Essa regulação ocorre em meio a avanços globais, como a MiCA (Markets in Crypto-Assets) na Europa, posicionando o Brasil como pioneiro em 2026 na implementação de marcos regulatórios claros para o setor.

Criptomoedas como Ferramenta Geopolítica

Em contexto geopolítico mais amplo, criptomoedas emergem como ferramentas para contornar sanções internacionais. Rusia utiliza criptomoedas para sustentar operações apesar de sanções ocidentais, junto com moedas não ocidentais e fragmentação energética, erosionando o domínio financeiro tradicional dos EUA.

Economias emergentes como Brasil e Índia redefinem as regras do jogo, com a Índia propondo integração de moedas digitais dos países BRICS para reduzir dependência do dólar americano. Esses desenvolvimentos indicam que criptomoedas transcendem seu papel como ativos especulativos, tornando-se instrumentos de política econômica e geopolítica.

Perspectivas para os Próximos Dias

Analistas apontam que a volatilidade de curto prazo deve persistir enquanto as tensões geopolíticas e comerciais permanecerem elevadas. No entanto, a perspectiva de longo prazo para Bitcoin permanece construtiva, sustentada por adoção institucional crescente e fluxos positivos de ETFs.

Pesquisas indicam que 2026 marca o fim do “ciclo de quatro anos” tradicional, com preços de criptomoedas sendo impulsionados por forças estruturais como adoção global, regulação clara e integração ao sistema financeiro tradicional, em vez de ciclos de halving.

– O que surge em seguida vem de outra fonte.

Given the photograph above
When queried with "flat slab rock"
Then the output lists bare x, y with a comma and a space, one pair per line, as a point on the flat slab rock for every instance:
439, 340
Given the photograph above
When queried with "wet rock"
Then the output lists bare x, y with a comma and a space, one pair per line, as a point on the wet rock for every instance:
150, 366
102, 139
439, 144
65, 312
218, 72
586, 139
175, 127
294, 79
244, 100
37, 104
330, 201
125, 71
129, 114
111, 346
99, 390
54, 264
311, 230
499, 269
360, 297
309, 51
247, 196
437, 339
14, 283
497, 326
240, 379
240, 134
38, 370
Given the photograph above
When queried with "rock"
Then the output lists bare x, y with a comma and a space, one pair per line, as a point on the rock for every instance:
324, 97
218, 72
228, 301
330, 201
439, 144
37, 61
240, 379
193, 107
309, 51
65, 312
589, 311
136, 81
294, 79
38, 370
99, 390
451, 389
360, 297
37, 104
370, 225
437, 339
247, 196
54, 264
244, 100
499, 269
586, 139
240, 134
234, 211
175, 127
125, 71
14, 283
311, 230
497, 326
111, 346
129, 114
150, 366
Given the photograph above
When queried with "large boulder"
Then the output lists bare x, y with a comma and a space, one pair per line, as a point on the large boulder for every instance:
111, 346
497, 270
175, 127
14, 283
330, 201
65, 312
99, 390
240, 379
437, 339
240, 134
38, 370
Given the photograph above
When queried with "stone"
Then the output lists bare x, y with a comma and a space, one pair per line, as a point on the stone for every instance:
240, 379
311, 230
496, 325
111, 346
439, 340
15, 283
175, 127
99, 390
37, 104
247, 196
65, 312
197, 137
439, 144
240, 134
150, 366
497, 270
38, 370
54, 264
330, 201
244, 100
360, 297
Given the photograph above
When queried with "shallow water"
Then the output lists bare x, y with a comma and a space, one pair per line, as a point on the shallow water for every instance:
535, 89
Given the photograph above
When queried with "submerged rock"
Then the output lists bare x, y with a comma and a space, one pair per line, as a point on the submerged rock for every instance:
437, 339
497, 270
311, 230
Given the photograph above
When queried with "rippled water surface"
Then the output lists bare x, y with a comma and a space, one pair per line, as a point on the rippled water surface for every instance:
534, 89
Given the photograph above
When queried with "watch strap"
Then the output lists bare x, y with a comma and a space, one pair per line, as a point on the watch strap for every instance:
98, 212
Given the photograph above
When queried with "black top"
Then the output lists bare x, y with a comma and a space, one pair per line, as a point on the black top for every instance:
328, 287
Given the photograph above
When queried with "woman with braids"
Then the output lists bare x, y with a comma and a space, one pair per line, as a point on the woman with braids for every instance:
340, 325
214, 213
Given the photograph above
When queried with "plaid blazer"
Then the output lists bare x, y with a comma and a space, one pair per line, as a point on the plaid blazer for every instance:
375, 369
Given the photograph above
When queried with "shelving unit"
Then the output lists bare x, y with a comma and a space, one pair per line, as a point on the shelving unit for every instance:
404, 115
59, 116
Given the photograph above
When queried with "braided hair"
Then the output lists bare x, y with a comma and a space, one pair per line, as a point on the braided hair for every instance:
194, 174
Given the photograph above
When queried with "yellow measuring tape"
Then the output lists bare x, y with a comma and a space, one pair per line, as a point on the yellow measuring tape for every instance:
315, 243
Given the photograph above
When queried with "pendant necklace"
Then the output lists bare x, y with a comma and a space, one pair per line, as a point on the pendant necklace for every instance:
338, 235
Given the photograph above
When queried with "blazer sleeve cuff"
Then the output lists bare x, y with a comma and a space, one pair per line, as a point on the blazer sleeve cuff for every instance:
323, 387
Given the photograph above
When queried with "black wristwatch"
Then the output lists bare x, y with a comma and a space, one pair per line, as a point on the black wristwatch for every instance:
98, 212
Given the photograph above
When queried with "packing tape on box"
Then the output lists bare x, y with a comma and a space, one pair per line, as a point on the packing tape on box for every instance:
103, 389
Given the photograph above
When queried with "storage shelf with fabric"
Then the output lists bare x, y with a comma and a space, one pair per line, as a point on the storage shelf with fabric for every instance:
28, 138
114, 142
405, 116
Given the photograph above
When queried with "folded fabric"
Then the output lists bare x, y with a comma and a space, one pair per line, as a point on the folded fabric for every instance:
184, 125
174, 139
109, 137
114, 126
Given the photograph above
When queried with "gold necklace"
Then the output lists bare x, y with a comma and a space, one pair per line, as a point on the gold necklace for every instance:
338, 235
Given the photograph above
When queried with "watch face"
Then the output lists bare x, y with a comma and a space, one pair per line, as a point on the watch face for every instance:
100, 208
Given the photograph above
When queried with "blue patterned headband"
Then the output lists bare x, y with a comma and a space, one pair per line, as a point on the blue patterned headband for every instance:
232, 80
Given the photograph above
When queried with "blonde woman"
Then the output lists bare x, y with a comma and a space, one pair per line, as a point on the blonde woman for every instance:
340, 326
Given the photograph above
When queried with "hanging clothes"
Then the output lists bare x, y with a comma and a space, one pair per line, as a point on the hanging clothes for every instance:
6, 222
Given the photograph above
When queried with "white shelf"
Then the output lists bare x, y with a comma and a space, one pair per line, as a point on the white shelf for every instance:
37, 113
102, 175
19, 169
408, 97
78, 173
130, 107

A implementação de regulações claras no Brasil e em outras economias emergentes, combinada com a adoção institucional crescente, sugere que o mercado de criptomoedas está evoluindo para uma fase mais madura e resiliente, apesar das turbulências de curto prazo.

Conclusão

O mercado de criptomoedas enfrenta pressão significativa nesta terça-feira, 20 de janeiro de 2026, refletindo uma combinação de fatores geopolíticos, incertezas regulatórias e perspectivas econômicas globais desafiadoras. Enquanto Bitcoin recua para US$ 91 mil e Ethereum consolida em torno de US$ 3.195, desenvolvimentos positivos como a regulação clara no Brasil e adoção institucional crescente sugerem que o setor está em transição para uma fase mais madura.

Investidores devem monitorar de perto as tensões comerciais EUA-UE, desenvolvimentos regulatórios nos EUA e a implementação das novas normas brasileiras em fevereiro de 2026, que podem definir a trajetória do mercado nos próximos meses.